Query Validation Examples:

  • WHERE type = 'Hostel' returns 2,000 rows (IDs: 1, 6, 11, 16, ...)
  • WHERE country = 'Germany' returns 500 rows
  • WHERE city = 'Tokyo' returns 200 rows
  • WHERE free_parking = true returns 5,000 rows
  • UNNEST reviews on all docs produces 30,000 rows total
  • UNNEST reviews WHERE id < 10 produces 30 rows (1+2+3+4+5+1+2+3+4+5)
  • WHERE id IN [0,1,2,3,4] with reviews produces 15 review objects (1+2+3+4+5)
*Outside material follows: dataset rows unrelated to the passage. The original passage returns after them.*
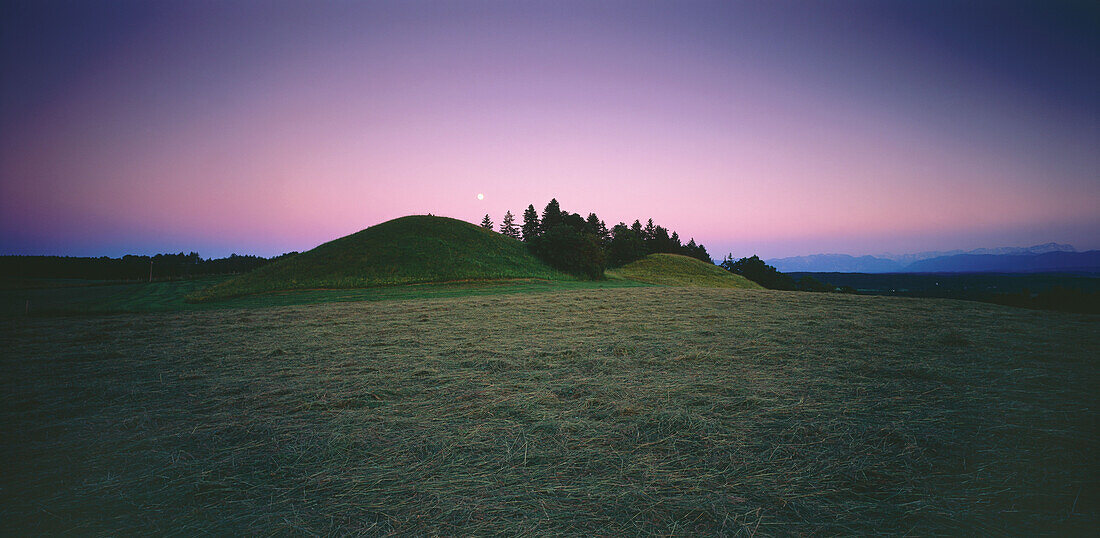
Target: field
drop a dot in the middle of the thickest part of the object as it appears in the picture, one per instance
(651, 410)
(674, 270)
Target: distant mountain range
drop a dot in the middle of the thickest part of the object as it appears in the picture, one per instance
(1037, 259)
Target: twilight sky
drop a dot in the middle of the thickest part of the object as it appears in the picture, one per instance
(776, 128)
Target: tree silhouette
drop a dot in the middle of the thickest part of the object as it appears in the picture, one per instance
(508, 226)
(551, 216)
(755, 270)
(530, 228)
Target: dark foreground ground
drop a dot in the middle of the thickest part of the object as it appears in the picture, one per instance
(602, 412)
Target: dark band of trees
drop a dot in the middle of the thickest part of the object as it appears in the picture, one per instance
(585, 246)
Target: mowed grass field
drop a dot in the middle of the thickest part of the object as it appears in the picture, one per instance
(646, 410)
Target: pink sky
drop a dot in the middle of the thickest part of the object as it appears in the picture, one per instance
(229, 132)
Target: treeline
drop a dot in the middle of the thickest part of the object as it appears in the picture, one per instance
(759, 272)
(585, 246)
(1057, 298)
(129, 267)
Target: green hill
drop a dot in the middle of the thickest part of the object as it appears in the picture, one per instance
(674, 270)
(409, 250)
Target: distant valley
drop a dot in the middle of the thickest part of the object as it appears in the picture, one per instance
(1037, 259)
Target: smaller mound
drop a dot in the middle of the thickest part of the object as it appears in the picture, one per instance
(674, 270)
(409, 250)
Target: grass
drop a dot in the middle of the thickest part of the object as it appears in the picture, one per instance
(409, 250)
(674, 270)
(169, 296)
(647, 410)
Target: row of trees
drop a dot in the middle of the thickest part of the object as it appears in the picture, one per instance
(585, 245)
(759, 272)
(129, 267)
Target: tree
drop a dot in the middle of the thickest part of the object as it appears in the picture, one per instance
(530, 228)
(508, 226)
(571, 251)
(551, 216)
(649, 232)
(597, 228)
(624, 246)
(755, 270)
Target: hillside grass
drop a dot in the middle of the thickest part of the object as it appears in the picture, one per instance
(652, 410)
(43, 299)
(675, 270)
(409, 250)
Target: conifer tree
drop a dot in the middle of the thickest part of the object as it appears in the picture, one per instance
(551, 216)
(508, 226)
(530, 228)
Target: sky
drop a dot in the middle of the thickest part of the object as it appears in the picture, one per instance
(779, 128)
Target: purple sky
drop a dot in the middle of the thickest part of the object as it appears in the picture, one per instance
(769, 128)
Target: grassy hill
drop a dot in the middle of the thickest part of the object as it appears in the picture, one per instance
(674, 270)
(409, 250)
(628, 412)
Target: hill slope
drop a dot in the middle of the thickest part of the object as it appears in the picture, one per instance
(409, 250)
(674, 270)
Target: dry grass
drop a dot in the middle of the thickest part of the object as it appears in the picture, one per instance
(634, 410)
(674, 270)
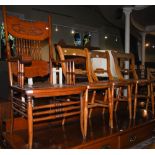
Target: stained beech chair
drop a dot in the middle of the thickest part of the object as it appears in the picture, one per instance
(101, 72)
(35, 100)
(137, 85)
(83, 74)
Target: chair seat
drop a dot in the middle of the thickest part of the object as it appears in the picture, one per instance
(37, 68)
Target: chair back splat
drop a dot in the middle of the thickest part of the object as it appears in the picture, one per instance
(29, 39)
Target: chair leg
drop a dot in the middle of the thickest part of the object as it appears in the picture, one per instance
(135, 100)
(92, 102)
(148, 96)
(110, 98)
(12, 114)
(152, 98)
(12, 121)
(129, 101)
(30, 123)
(104, 101)
(117, 98)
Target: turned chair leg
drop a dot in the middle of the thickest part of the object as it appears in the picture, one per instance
(92, 102)
(117, 98)
(135, 100)
(129, 101)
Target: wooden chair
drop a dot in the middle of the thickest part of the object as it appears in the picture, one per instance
(29, 38)
(70, 59)
(85, 70)
(120, 60)
(100, 73)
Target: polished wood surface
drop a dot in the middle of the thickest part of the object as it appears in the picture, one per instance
(34, 112)
(125, 133)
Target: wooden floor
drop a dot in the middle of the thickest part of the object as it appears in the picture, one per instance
(69, 135)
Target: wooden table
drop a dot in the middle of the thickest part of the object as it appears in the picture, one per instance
(22, 102)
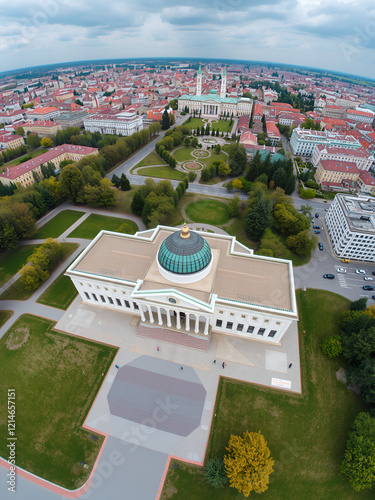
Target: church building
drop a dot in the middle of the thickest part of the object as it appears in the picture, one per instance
(182, 286)
(213, 105)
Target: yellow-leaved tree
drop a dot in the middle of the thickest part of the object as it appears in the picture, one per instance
(249, 463)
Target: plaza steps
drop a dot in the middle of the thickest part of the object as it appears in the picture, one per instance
(174, 337)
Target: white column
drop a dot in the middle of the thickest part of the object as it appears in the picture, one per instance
(206, 325)
(150, 314)
(169, 318)
(160, 319)
(187, 326)
(196, 324)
This distribution enables testing:

  • Selective filters: Filter by type, country, city
  • Boolean filters: free_parking, free_breakfast
  • Array operations: UNNEST reviews, ARRAY_LENGTH(public_likes)
  • Nested queries: Reviews with ratings aggregations
  • Cross-validation: Deterministic review counts for validation

Key Points

  1. Two-Layer Architecture:

    • External layer: PySpark provisions actual Iceberg tables in cloud storage
    • N1QL layer: Creates catalog/collection mappings to query external data
  2. Data Never Enters Couchbase: The 10,000 hotel documents stay in S3 as Parquet files, N1QL queries them remotely

  3. Credential Isolation: AWS credentials stored in CREDENTIALSTORE, not hardcoded in queries

  4. Clean Separation: Each catalog type (AWS_GLUE, S3_TABLES, BIGLAKE_METASTORE) follows the same pattern but with different provisioning logic

  5. Happy Path Focus: Tests verify successful query execution, not error cases (as requested)

  6. Scale: 10,000 documents provides meaningful test data while keeping provisioning time reasonable

This flow provides full end-to-end validation of Couchbase's Iceberg integration through N1QL queries!